Veggie chow mein
Veggie chow mein is often my dish of choice when I get Chinese food, especially when eating on the go. You know the sort of thing I mean – eating while walking home from the pub, or while perched on a friend’s sofa with no prospect of getting a table or even a plate (oh, how I don’t miss being a student). Chow mein is pretty much a full meal in one, and it’s much easier to eat with one hand than if you had to buy everything separately – it’s hard to mix together one tub of noodles and one tub of vegetables with one hand.
Anyway, enough of my ridiculous justification for this recipe. I’m not even a student any more, and I still consider being able to eat something with one hand as a selling point. The point is: chow mein is one of my favourite Chinese dishes, and it’s so easy to recreate at home. Just vegetables, noodles, and a simple dressing. Of course, to round out the meal even more, you could serve it with tofu or some sort of fake ‘chicken’, but even if you leave it protein-free, it makes a great meal. Having one protein-free meal every once in a while isn’t going to kill you.

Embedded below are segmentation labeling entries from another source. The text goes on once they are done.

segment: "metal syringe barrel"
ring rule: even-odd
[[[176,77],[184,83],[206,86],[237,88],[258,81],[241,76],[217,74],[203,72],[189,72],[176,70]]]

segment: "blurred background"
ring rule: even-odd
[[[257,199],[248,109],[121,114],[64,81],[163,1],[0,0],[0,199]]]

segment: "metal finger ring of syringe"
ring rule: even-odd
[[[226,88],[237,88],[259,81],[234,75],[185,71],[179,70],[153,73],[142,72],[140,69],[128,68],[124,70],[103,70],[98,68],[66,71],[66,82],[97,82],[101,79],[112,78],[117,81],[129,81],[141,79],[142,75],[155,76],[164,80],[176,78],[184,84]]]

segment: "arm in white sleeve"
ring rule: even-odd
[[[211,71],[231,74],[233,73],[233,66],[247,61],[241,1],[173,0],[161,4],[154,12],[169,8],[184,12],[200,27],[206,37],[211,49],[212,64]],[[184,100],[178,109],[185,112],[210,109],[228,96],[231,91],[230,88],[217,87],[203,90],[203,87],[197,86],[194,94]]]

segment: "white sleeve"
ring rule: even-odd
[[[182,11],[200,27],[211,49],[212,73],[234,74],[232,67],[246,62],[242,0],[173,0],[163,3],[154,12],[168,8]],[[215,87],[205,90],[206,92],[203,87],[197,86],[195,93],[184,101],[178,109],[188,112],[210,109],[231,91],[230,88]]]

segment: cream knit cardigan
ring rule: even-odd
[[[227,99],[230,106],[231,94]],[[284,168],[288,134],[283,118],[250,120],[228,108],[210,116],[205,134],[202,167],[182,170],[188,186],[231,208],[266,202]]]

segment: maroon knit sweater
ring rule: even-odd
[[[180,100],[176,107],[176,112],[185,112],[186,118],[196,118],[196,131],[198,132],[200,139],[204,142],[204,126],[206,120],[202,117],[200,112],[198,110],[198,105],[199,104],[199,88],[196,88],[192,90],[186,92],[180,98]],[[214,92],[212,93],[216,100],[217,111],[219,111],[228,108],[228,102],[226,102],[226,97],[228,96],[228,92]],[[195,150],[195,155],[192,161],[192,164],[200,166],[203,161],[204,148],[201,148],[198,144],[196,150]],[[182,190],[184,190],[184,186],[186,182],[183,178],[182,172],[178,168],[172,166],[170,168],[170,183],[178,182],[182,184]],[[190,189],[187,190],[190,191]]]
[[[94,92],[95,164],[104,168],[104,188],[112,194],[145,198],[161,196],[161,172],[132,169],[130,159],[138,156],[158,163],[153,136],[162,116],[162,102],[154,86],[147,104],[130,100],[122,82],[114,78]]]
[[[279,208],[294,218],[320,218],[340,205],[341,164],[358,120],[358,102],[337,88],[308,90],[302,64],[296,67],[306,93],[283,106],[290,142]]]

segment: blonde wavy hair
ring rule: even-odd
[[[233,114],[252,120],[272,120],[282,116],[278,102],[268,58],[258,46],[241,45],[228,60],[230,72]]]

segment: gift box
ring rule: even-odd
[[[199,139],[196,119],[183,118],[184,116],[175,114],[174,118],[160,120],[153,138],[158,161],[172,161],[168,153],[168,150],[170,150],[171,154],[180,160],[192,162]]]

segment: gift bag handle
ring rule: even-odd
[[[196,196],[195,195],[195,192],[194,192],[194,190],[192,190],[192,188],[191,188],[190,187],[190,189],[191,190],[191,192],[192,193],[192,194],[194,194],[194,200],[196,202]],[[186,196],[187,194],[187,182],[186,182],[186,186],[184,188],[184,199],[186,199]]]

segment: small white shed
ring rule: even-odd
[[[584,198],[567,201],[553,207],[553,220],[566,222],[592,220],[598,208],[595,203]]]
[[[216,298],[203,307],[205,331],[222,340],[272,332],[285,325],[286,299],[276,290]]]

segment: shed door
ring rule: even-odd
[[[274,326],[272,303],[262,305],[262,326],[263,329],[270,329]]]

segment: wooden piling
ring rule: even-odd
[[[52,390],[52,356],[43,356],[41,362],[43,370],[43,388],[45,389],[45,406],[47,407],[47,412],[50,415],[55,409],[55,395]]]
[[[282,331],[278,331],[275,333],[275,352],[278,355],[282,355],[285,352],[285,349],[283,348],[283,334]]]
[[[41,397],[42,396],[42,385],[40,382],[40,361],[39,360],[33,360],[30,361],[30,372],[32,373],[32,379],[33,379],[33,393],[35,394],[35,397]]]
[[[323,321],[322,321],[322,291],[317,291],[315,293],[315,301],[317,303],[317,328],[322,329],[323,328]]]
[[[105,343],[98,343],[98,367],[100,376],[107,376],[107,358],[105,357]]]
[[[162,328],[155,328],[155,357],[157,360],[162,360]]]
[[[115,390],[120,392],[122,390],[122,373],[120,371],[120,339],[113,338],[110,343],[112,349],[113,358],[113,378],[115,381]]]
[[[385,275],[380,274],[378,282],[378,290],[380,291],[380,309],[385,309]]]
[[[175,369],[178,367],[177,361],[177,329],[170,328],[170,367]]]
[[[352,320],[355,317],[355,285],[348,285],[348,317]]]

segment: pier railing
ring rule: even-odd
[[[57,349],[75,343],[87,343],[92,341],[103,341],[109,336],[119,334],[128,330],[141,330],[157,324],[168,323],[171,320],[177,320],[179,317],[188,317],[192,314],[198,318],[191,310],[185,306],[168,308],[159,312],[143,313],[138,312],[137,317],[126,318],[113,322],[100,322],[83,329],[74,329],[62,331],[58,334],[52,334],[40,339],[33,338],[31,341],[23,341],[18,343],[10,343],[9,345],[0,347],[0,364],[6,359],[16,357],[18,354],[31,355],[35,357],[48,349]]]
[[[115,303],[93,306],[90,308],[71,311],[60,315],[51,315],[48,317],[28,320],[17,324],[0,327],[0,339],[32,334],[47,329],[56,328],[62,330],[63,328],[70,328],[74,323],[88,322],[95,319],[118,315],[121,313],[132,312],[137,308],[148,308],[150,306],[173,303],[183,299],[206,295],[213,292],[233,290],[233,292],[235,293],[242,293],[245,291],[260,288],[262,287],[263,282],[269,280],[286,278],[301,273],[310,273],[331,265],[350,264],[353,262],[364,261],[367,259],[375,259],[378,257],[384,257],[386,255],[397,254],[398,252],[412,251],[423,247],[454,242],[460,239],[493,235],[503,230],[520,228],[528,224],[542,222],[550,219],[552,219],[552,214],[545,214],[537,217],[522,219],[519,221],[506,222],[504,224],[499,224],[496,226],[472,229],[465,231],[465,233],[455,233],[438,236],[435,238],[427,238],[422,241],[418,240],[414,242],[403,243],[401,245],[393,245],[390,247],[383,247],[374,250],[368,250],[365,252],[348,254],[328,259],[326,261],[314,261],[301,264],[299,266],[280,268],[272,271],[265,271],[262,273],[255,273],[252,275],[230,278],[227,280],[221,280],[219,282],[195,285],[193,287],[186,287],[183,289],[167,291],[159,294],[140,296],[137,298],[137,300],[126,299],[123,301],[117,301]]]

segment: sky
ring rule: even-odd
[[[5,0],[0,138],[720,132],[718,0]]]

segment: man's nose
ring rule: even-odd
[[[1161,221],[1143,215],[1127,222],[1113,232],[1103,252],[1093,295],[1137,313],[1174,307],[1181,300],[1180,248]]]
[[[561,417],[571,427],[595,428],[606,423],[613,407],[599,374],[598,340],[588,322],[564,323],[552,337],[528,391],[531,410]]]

You can mix this recipe up with whatever vegetables you like – carrots, broccoli, cabbage (especially pak choi) and spring onions would all work well. I went for mushrooms, mange tout and bean sprouts, which I always think are a pretty perfect combination for dishes like this. Somehow a Chinese dish automatically feels more authentic to me when it includes bean sprouts (let’s ignore the fact that Wikipedia tells me chow mein is most popular in the US and the UK. Let’s just pretend this is totally authentic, k?).
Veggie chow mein
- 1 tbsp oil
- 1/2 onion sliced
- 2 cloves garlic minced
- 1/2 mild red chilli deseeded, sliced
- 4 medium mushrooms sliced
- 70 g mange tout halved
- 100 g bean sprouts
- 100 g noodles egg noodles are best, but use a vegan alternative if required
- 2 tbsp agave nectar
- 3 tbsp dark soy sauce
- 1 tbsp rice vinegar
- 1/2 tbsp brown sugar
- Heat the oil in a large wok, and add the onion, garlic and chilli. Cook over a medium heat for a couple of minutes, then add the remaining vegetables. Cook for 5 more minutes, stirring regularly.
- While the vegetables are stir frying, boil the noodles if required, and drain.
- Add the noodles to the vegetables, and then add all the ingredients for the dressing (agave nectar to brown sugar). I just add each ingredient straight to the pan, but you could mix the dressing up separately first if you prefer, and then add it all together.
- Cook for a couple of minutes more, and then serve.